Artisanal or automated Artisanal? Welcome to the battle of the bodies and the bots

Coming out of a meeting in Toronto last week to forage for food, my colleagues and I found ourselves in the middle of a kind of pizza vortex. On one side of the street, embedded in a wall was a fresh new automated pizza machine (or vending machine) branded ‘Pizza Forno’. It promised ‘artisanal’ pizza in 3 minutes for about fifteen bucks.”

On the other side, taking up considerably more space, but compact nonetheless, stood Pi Co., an actual storefront pizzeria manned by flesh and blood pizza makers. It promised ‘artisanal’ pizza in 90 seconds, also for about fifteen bucks.

 

 

It was like being in a live MBA business case. Two new variations on the theme of ‘pizza’ duke it out just off to the side of Toronto’s retail golden mile. Same price. Same product. “What’s the differentiator?,” asks the marketing professor. “Who we gonna go with?” asked my colleagues.

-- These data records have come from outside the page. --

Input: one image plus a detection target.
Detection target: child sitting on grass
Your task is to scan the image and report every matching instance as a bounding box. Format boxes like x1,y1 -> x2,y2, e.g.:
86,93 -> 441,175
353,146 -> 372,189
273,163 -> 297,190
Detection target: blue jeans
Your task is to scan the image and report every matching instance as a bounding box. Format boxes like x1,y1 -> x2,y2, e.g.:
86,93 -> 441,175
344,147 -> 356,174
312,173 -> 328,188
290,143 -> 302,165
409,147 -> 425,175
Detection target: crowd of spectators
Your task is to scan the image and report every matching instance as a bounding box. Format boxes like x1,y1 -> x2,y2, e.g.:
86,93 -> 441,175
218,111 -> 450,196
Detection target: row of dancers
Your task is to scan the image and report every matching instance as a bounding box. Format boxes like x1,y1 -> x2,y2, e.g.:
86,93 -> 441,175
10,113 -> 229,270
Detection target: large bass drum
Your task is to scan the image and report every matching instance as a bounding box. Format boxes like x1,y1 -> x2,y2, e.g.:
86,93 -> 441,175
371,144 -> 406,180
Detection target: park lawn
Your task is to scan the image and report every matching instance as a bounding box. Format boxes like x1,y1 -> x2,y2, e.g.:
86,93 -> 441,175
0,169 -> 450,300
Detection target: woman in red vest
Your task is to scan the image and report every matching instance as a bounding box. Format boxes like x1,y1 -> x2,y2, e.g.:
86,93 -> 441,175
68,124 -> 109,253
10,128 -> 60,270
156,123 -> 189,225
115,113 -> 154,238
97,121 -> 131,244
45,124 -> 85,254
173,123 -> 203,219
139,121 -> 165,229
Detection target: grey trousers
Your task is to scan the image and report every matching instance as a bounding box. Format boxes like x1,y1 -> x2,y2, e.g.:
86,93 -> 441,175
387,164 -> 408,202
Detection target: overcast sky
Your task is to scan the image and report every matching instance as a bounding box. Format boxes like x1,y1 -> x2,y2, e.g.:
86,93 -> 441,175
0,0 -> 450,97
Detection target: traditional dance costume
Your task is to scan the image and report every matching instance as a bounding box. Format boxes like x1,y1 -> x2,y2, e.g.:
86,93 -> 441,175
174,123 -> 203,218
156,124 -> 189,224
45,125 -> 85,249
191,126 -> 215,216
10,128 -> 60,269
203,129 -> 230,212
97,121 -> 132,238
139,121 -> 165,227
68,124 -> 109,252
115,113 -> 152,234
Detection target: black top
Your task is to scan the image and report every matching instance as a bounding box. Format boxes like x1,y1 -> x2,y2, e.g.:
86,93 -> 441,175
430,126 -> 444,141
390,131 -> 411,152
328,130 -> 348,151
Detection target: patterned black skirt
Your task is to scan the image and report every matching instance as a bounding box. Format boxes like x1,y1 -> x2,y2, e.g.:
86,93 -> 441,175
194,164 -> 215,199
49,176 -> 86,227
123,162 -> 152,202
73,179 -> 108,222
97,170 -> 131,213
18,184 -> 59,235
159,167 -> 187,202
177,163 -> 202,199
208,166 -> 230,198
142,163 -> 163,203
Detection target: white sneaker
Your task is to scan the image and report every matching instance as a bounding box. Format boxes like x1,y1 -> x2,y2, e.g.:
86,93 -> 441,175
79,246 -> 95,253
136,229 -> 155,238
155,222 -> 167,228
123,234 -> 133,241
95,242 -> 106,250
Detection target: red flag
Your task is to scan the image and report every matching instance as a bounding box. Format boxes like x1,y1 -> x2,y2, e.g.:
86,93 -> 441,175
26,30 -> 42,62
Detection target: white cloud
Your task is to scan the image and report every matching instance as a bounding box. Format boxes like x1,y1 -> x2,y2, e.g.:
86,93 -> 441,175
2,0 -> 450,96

My colleagues, it should be mentioned, are not scared of technology. But I’ll admit, we hesitated at Pizza Forno. A robot making my pizza? Just not sure about that. Plus, it was cold and the thought of waiting even for three minutes seemed unnecessarily painful. So we crossed the street. Maybe we thought the humans could at least be yelled at if they didn’t deliver.

But Pi Co. delivered. You choose your own toppings, and after ninety seconds in a 1000° C oven, you have a piping hot, fully baked Neapolitan pizza in your hands, scorch marks and all. Takes you longer to choose the toppings than it does for them to make the pizza.

So did we go with the humans because we didn’t trust the bots? I’ll venture to say we did. Just felt right. If warm bodies can be employed to deliver an experience I’m happy with, I’ll choose that over bots every time. In fairness, I haven’t tried Pizza Forno’s product. It could be great. It’s had decent reviews. And if it’s the way it looks on screen, then it may be very tasty. But it is, at the end of the day, a stack of frozen pizzas on a rack waiting for someone to push a button.

 

 

The romantic slo-mo video of the pizza being made by hand is meant to stimulate your taste buds and distract you from the fact that your pizza is being baked by a bot.

In a way, these two brands expose a juxtaposition in the zeitgeist between our relentless desire for the highest quality and our need to have it right now.

In the old days, the rule was you could get two of the three following options: cheap, fast or high quality. Clearly these two pizza brands are competing on the latter two options, because they aren’t cheap. They’re both pitching quality and speed. Assuming the Pizza Forno product is as good as Pi Co., the only difference is the experience. It comes down to “do you want your pizza made by a body or a bot?”